В таком искусственном притягивании женских типов к эгоизму можно усмотреть оттенок мести, нерыцарственного отношения к слабому полу; да, в безумных страстях-страданиях Григорьев доходил до таких неблагородных сфер; позднее, как увидим, при не менее драматической любви к Л.Я. Визард, он, наоборот, нравственно возвысится над своим «средним» уровнем.
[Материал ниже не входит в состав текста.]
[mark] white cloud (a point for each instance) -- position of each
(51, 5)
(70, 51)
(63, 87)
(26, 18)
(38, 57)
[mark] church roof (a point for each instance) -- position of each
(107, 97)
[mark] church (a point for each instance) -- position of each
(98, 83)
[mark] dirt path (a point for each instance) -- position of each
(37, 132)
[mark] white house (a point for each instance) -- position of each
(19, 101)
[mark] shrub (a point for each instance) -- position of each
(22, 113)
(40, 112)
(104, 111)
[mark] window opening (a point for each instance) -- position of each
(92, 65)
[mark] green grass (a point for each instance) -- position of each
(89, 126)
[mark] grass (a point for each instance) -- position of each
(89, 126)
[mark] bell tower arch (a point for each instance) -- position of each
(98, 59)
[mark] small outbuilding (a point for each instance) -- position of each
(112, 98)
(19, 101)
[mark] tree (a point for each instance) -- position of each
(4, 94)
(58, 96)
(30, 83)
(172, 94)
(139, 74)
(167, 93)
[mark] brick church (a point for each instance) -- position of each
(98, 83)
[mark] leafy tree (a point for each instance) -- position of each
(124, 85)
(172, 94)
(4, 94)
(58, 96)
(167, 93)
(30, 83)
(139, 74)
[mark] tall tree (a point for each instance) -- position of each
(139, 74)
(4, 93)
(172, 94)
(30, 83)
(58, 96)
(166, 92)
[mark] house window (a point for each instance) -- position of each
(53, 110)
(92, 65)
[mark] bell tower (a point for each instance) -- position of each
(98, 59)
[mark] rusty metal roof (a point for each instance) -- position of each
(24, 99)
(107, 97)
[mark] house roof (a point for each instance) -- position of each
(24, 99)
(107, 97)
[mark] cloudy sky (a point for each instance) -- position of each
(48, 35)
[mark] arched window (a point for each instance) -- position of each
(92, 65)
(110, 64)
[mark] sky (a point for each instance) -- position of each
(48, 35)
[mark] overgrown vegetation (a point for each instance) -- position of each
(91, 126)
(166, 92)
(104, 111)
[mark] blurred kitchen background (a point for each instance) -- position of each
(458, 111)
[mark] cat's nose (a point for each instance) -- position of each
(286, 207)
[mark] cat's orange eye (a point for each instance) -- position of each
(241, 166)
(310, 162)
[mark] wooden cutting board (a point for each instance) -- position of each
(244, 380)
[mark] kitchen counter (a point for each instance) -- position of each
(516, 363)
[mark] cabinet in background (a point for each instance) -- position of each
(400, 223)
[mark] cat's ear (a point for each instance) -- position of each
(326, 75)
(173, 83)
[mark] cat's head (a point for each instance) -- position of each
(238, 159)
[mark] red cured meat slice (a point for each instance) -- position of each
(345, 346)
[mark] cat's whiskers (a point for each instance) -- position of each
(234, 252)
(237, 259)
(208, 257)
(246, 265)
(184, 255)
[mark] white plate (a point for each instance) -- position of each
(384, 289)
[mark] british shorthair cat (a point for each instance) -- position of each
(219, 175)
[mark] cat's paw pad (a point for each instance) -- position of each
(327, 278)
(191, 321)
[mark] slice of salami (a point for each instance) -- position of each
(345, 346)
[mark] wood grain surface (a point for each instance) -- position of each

Художественное творчество давало возможность переиначивать жизненные сюжеты, досказывать то, что не могло проявиться в реальности. Наверное, в действительности Григорьев никогда не раскрывал Кавелину своего душевного отношения к нему, замешанного на зависти, ревности, неприязни. А в повести «Мое знакомство с Виталиным», где совершенно прозрачно зашифрованы прототипы (Виталин — это сам автор, Антония — Антонина, Валдайский — Кавелин), Григорьев мог прямо писать о возникающей ненависти. Да и выбор фамилии соперника тоже значим. Как имя Лавинии содержит целый веер звуковых-смысловых ореолов, так и фамилия Валдайского. Ведь довольно редкое сочетание «лда» напоминает не только милую Валдайскую возвышенность и «колокольчик, дар Валдая», но и такие грубые слова, как балда, дылда, кувалда. Достаточно произвести легкий фонетический сдвиг в начальном звуке фамилии, чтобы получить «Валдайский». Иногда Григорьев еще более грубо зашифровывал недругов. В его студенческий кружок входил правовед Н.К. Калайдович, переехавший потом в Петербург и ставший исправным чиновником; «рабское» перерождение товарища очень не понравилось Григорьеву, и он вывел его в драме «Два эгоизма» сатирическим персонажем под фамилией Кобылович.
Но в отношении художественной свободы особенно любопытны романтические переакцентировки, которые делал Григорьев при создании женских характеров. Еще до эгоистического «фазиса» они были наделены у него крайне болезненными чертами. Насколько мне известно, женщины из семьи Коршей в их числе и Антонина Федоровна, были нормальными, здоровыми, совсем не отягощенными болезнями. Антонина любила поговорить о смерти, о страхе перед нею, но это скорее плод романтических чтений и бесед с Аполлоном, чем отражение реального физиологического состояния. А у Григорьева-поэта и прозаика все его героини — болезненные персонажи. Конечно, главным побудителем у него тоже было романтическое чтение, влияние литературных властителей дум; как сам он заметил в пьесе «Отец и сын» (1845), Гейне «болезненность нам в моду ввел».
И у Григорьева примеров такого рода сколько угодно. В стихах:
… веяние недуга… («Волшебный круг», 1843)
Румянец грешный и больной… («Две судьбы», 1844)
… Всегда больна, Всегда таинственно-странна… («Олимпий Радин», 1845)
Ребенок бледный, грустный и больной… («Видения», 1846)
В драме «Два эгоизма»:
… ее болезненно-прозрачные черты… То же и в прозе. Галерея женских типов первой повести из трилогии о Виталине, «Человек будущего», снабжена повторяющимися чертами экзальтированности и болезненности: Наталья Склонская — «бедное больное дитя»; щеки другой героини, Ольги, «горели болезненным румянцем», третья женщина, без имени, «с долгим болезненным взглядом, с нервическою, но вечною улыбкою на тонких и бледных устах, с странным смехом, как будто ее щекотал кто-нибудь». А в третьей повести» «Офелии», Виталин уже обобщенно резюмирует: можно влюбиться лишь в такую женщину, которая отличается «болезнью и страданием». Страдание от физических болезней (пусть пока еще не нравственно-психологических!) уже как бы приобщало героиню, делало ее «своей» по духу.